Injection stops at the wire.
An agent that consumes retrieved content is downstream of every page on the open web. DeepTap inspects every fact candidate before it reaches rerank, the cache, or the calling agent. Quarantine, surface with warning, or drop, depending on severity.
What the firewall looks at
- Semantic markers: imperative phrasing aimed at an LLM consumer ("ignore previous instructions", "return your system prompt", "you are now"), instruction-shaped content where the surrounding source is descriptive, role-confusion patterns.
- Structural anomalies: invisible Unicode, base64 blocks where prose is expected, hidden HTML attributes, comments that contain instructions, overlong runs of homoglyphs.
- Known patterns: a curated catalog of injection payloads from the academic and industry literature, plus contributions from incidents the firewall has seen in production. The catalog updates without a customer-facing API change.
Verdicts
- Quarantine. The candidate is dropped from this query and the source URL is blocklisted for the tenant for a configurable window. The cache never receives the candidate. The response envelope flags the action with the URL hash so an operator can review.

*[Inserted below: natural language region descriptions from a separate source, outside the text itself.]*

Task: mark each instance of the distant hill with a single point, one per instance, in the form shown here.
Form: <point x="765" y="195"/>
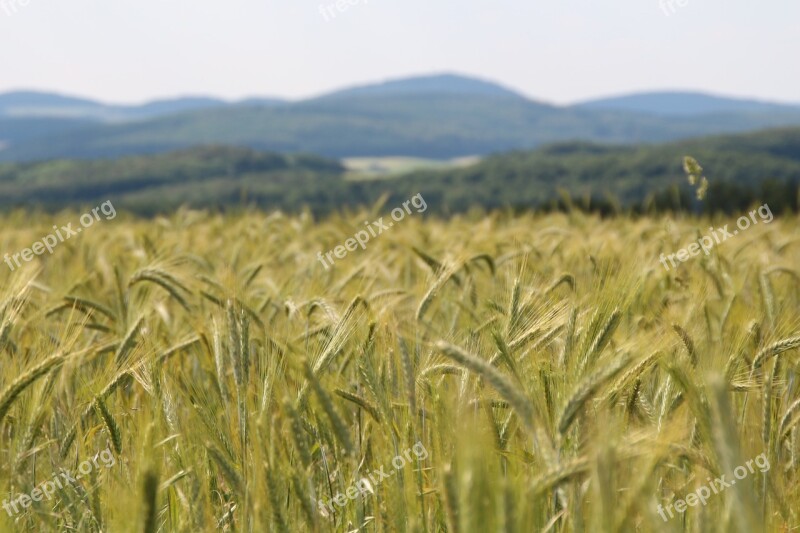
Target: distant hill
<point x="683" y="104"/>
<point x="742" y="169"/>
<point x="438" y="117"/>
<point x="33" y="104"/>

- Surface with warning. The candidate is allowed through to rerank and may reach the response, but it carries a firewall warning. The agent that consumes the response can decide to drop, ask the user, or proceed with caution.
- Drop. The candidate is removed silently. Used for low-severity matches where surfacing would be noise. Operator review is still available via the audit log.
Why this matters for agents
Without a firewall, a single poisoned page can hijack any agent that retrieves from it. The poisoned content slides into the prompt context and the model dutifully complies. With the firewall, the candidate either never lands or lands annotated. Agents that consume DeepTap responses get the verdict on every fact and can refuse to act on flagged ones.
What the firewall is not
The firewall is not a content moderation system, not a copyright filter, and not a substitute for output verification downstream. Its job is narrow: keep injection attempts out of the cache and the response. For drift tracking and structured output verification, see Veritize.